Night Train (1959) movie poster

director Jerzy Kawalerowicz
viewed: 06/11/2012

After reading an article on The Guardian‘s website by Alexei Sayle about Polish cinema releases, I queued up Jerzy Kawalerowicz’s 1959 film Night Train to fill a gap in my cinema experience.  Outside of a handful of films by Krzysztof Kieślowski, I don’t know if I’d ever seen any other Polish films, though I was aware that there were some great films from this period.

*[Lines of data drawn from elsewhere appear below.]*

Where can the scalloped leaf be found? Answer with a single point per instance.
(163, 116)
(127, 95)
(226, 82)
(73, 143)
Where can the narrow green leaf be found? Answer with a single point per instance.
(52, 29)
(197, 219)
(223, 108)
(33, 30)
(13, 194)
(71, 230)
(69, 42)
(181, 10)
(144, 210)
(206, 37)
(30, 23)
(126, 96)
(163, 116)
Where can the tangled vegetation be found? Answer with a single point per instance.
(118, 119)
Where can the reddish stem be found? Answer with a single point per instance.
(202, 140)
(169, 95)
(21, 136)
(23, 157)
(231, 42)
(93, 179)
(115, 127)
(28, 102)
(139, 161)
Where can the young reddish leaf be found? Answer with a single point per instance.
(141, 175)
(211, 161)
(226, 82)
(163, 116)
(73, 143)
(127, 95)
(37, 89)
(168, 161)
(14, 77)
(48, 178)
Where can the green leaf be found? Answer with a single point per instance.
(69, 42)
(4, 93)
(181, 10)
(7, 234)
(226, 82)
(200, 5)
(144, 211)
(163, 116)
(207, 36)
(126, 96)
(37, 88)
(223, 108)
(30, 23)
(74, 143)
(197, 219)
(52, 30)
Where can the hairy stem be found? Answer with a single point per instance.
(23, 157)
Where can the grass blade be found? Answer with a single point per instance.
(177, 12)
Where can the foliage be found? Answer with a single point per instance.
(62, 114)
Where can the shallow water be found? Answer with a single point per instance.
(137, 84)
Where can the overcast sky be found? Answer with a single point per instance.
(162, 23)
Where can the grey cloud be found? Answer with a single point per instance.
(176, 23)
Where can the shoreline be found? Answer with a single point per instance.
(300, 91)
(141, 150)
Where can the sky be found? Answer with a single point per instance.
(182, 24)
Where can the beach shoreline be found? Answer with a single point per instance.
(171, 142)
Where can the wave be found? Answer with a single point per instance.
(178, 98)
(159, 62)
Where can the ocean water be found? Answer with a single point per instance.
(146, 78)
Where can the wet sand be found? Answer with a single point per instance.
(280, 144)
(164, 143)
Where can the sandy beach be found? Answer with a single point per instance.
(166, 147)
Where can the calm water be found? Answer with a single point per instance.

Night Train is pretty awesome. Shot largely in the claustrophobia confines of a train, characters squeeze past one another, bump around, are thrown together in a noirish universe.  There is a murderer onboard, a man who has just killed his wife (but no one really knows who it is) or that he’s even onboard until the police stop the train in the middle of the night in the middle of nowhere and try to subdue him.  It’s not a suspense film in the Hitchcockian sense, though one could easily imagine Hitchcock truly enjoying this film.  The story and characterization are such that it’s not really clear who anyone is, as everyone seems to be harboring secrets and a desire for escape.

The main characters are Jerzy (Leon Niemczyk) and Marta (Lucyna Winnicka), strangers who wind up sharing a sleeping compartment despite their desires to be alone.  Marta is trying to escape from a smitten stalker who is also on the train but in a cheaper carriage.   Jerzy is mysterious about his desire to be alone (could he be the killer?)

When the police pursue the killer from the train (with most of the other passengers on his heels), they chase him to a dark cemetery where they savage him.  It’s an eerie sequence with tombstones stark against the sky amid the darkness of the open nighttime landscape.

The film has such visual verve and as it’s so full of existential loneliness, these many passengers, so pressed together upon one another, strangers upon strangers, still all are very alone.  Very cool film.  Very cool indeed.